Al leer estas líneas, es imposible no pensar en
tantos participantes de reality shows y otras “celebridades”
que hoy día en nuestros países están dispuestos a cualquier cosa y ser
protagonistas de cualquier escándalo con tal de tener un poco de prensa, de
fama, de atención que viene suscitada por esta sed instintiva de felicidad. Más
aún, si pensamos en ejemplos más cercanos, seremos capaces de identificar a
amigos e incluso a nosotros mismos compartiendo cosas privadas y/o fuera de
lugar en nuestras redes sociales solamente para tener un “like” más o un “retweet”
que al fin y al cabo se traduce en la búsqueda de sentirnos aceptados y
reconocidos. ¿Es que
acaso estas actitudes no reflejan un anhelo insondable del amor de Dios y de la
felicidad que su saciedad significaría?
San Agustín supo reconocer esta ansia de
felicidad cuando se preguntaba: “¿Cómo es,
Señor, que yo te busco? Es porque al buscarte, Dios mío, busco la vida feliz.
Haz que te busque para que viva mi alma, porque mi cuerpo vive de mi alma y mi alma vive de Ti” (Confesiones,
10, 20, 29).
En el evangelio, camino hacia la felicidad
plena, las bienaventuranzas ocupan el centro de la predicación de Jesús. Esto
no es una mera coincidencia pues mediante el sermón de la montaña, Jesús quiere
iluminar nuestra búsqueda de la felicidad con la paradoja de las
bienaventuranzas. En ellas se invierten los criterios del mundo pues se ven las
cosas en la perspectiva correcta, esto es, desde la escala de valores de Dios.
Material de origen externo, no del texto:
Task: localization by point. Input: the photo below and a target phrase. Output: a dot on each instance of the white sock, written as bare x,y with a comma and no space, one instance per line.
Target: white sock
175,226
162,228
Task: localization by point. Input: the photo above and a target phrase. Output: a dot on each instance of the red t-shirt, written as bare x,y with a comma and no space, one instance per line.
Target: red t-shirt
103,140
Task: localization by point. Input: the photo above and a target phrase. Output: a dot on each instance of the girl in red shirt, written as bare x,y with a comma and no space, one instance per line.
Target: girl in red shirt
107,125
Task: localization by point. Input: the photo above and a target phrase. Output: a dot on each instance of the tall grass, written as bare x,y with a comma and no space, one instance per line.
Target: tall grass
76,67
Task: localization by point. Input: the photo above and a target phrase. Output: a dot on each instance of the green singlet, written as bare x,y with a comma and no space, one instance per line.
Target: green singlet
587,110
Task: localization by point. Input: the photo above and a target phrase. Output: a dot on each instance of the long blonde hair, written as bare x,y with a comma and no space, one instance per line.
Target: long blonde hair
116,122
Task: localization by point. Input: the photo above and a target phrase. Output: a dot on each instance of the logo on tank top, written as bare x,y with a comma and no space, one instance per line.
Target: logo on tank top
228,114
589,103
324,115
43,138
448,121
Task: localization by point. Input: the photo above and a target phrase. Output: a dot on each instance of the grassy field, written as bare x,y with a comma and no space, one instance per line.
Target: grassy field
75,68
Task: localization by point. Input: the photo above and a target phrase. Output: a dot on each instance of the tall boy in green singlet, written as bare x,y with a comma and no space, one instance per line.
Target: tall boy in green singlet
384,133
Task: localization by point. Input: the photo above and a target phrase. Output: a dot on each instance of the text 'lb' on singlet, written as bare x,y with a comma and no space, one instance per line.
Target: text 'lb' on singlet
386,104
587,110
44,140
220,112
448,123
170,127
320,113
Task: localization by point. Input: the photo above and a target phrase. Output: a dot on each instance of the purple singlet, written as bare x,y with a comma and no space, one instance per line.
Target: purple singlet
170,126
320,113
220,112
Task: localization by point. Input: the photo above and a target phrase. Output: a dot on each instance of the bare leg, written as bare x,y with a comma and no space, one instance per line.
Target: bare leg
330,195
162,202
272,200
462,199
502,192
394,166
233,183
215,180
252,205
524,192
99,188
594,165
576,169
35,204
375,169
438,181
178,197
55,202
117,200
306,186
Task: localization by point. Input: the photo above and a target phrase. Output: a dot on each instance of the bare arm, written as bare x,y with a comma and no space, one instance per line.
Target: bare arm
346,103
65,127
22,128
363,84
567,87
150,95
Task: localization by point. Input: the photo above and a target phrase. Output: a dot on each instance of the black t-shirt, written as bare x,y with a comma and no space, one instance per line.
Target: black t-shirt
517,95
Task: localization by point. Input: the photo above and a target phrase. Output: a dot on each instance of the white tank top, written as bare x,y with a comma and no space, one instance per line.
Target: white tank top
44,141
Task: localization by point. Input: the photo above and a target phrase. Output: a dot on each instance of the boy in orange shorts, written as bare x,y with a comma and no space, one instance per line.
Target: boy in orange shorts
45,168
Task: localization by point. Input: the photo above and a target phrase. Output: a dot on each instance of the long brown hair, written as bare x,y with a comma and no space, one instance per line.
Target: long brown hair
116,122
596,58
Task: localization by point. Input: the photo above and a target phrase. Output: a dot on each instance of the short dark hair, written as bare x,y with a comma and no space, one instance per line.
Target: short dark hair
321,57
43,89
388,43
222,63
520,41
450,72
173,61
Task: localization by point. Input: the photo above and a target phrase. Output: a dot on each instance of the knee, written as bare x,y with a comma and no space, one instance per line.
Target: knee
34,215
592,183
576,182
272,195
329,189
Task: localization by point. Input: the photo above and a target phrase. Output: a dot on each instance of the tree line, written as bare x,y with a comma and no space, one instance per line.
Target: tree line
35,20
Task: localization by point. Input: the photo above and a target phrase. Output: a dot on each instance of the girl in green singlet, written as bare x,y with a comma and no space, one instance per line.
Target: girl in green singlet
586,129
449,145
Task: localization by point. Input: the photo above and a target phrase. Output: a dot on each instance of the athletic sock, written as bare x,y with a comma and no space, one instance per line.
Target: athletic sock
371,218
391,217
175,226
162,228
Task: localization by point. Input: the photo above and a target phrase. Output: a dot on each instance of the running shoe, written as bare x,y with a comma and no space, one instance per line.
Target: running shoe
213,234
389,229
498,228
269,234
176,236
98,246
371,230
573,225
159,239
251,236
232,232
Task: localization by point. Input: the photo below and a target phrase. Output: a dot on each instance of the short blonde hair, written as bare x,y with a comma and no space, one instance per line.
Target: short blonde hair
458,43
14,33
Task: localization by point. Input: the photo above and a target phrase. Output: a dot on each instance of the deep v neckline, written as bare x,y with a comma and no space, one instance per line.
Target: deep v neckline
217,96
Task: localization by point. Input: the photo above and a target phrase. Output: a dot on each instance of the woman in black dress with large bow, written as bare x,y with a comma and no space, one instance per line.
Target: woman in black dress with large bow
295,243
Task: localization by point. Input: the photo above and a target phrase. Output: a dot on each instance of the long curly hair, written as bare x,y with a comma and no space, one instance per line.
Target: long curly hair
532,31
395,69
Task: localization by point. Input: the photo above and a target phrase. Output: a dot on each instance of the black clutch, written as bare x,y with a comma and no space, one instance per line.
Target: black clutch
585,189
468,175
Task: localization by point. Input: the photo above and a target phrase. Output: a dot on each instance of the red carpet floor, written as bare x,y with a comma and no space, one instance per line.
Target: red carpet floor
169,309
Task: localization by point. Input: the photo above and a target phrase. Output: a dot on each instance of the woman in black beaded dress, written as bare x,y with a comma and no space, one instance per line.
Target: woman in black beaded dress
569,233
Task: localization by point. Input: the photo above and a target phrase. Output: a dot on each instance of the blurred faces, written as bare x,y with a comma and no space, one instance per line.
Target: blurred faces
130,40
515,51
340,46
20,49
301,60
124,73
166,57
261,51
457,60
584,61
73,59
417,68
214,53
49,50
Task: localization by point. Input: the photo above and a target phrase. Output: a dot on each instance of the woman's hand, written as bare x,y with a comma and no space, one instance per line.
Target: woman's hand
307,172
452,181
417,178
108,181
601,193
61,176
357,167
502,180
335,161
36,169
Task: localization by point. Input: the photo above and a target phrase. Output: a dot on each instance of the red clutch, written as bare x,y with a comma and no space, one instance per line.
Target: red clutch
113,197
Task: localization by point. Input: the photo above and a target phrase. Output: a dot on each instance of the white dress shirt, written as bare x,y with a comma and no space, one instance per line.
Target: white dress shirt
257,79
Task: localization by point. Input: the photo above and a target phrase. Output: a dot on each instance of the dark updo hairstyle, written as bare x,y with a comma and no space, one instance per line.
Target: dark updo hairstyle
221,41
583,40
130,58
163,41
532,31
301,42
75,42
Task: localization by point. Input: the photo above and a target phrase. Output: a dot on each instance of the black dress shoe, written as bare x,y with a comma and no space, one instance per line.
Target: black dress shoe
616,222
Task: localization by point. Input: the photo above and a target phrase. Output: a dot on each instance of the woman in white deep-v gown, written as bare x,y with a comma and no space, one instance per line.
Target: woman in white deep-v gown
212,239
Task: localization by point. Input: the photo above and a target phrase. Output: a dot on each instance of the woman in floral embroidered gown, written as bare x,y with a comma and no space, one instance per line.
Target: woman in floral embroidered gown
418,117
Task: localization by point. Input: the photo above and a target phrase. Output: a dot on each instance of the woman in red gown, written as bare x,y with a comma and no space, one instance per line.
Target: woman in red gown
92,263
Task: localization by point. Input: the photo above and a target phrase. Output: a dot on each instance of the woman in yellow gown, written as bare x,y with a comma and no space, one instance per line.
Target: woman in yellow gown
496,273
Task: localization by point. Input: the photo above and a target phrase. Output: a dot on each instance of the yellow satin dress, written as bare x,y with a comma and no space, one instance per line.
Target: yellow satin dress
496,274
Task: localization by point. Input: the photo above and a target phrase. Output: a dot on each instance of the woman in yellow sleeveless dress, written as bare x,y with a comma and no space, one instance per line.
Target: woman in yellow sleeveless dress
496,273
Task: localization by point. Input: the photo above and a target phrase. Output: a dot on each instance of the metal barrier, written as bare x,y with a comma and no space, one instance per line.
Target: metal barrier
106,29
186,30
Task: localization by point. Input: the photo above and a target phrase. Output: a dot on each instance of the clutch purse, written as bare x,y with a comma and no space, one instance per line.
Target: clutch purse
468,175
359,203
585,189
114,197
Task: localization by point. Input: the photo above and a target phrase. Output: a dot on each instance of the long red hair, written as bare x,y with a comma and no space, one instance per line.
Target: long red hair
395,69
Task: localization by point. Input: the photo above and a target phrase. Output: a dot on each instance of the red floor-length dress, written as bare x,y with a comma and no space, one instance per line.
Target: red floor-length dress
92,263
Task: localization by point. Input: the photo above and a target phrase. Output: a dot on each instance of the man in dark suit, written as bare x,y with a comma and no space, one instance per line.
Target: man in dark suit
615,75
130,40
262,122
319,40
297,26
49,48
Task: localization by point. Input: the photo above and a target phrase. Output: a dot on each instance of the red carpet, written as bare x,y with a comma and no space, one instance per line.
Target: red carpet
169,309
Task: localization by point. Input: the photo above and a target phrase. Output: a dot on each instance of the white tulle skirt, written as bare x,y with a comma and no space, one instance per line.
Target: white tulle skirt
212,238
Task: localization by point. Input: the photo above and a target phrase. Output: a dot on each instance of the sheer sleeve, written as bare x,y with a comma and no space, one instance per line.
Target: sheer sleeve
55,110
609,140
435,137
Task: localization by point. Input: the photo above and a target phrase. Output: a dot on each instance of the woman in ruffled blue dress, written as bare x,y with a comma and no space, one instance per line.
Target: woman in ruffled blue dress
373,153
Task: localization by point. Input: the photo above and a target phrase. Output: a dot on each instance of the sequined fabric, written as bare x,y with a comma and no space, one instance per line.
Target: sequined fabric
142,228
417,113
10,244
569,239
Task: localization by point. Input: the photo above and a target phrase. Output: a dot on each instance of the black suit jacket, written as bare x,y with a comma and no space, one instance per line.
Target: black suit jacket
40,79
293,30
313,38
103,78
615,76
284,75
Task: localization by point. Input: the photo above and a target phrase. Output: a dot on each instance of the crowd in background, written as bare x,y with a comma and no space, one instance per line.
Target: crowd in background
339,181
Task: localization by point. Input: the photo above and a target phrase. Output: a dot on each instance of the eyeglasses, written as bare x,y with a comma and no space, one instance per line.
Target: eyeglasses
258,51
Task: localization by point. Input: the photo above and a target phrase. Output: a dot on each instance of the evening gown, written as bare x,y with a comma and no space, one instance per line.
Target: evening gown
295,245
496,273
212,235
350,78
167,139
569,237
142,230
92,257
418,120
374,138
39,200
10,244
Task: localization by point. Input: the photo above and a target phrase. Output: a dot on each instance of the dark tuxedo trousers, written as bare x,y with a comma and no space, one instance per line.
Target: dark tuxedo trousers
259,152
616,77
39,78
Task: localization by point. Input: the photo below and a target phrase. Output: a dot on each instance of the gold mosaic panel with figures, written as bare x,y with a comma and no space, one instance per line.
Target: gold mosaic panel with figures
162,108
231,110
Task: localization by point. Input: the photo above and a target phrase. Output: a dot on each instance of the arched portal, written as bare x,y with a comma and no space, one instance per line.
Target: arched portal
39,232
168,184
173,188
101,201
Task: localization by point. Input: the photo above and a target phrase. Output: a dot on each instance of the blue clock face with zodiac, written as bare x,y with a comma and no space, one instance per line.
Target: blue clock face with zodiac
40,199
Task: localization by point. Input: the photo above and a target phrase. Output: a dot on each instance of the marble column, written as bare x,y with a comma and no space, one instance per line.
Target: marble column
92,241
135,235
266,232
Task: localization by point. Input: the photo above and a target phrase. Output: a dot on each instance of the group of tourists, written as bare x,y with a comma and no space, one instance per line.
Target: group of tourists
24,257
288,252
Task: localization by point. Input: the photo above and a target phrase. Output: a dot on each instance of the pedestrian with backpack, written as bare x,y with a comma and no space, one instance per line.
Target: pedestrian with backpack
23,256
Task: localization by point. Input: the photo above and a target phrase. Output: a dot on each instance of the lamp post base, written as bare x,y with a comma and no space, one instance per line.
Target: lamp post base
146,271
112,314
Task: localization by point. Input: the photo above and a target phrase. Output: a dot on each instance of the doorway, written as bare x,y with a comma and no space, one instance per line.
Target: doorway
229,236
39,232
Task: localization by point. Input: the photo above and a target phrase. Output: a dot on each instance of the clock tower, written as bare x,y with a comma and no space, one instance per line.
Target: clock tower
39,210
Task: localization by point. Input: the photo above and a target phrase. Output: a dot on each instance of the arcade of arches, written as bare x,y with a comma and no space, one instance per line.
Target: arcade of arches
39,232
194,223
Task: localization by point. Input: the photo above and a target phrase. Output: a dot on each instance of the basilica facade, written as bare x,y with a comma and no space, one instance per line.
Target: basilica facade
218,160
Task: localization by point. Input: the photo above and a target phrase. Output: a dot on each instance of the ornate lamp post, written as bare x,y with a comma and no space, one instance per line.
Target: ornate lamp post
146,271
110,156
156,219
Precisamente, los que según los criterios del mundo son considerados pobres y
perdidos son los realmente felices: Jesús llama
dichosos a los que tienen espíritu de pobre, no porque seamos juzgados por
nuestro estatus socioeconómico pues sabemos que hay pobres con espíritu de
avaricia. Sino que Jesús los llama felices porque habrán encontrado que su
felicidad no está en lo material, en la satisfacción de sus placeres ni en
creerse mejor que lo demás. Aquellos con espíritu de pobre son dichosos
puesto que habrán encontrado su felicidad en la solidaridad, la ayuda a los
demás y en el caminar al lado de su Salvador. Y aunque muchas de las promesas
de las bienaventuranzas parecen comenzar en el más allá, «cuando el hombre empieza a
mirar y a vivir a través de Dios, entonces ¡ya ahora! algo de lo que está por
venir está presente»”.
Benedicto XVI
Benedicto XVI
Para terminar podemos afirmar que el primer
paso para encontrar la felicidad es saber qué tipo de plenitud estoy buscando.
Escuchemos a Santo Tomás de Aquino que ya nos da la respuesta: “Solo Dios sacia”.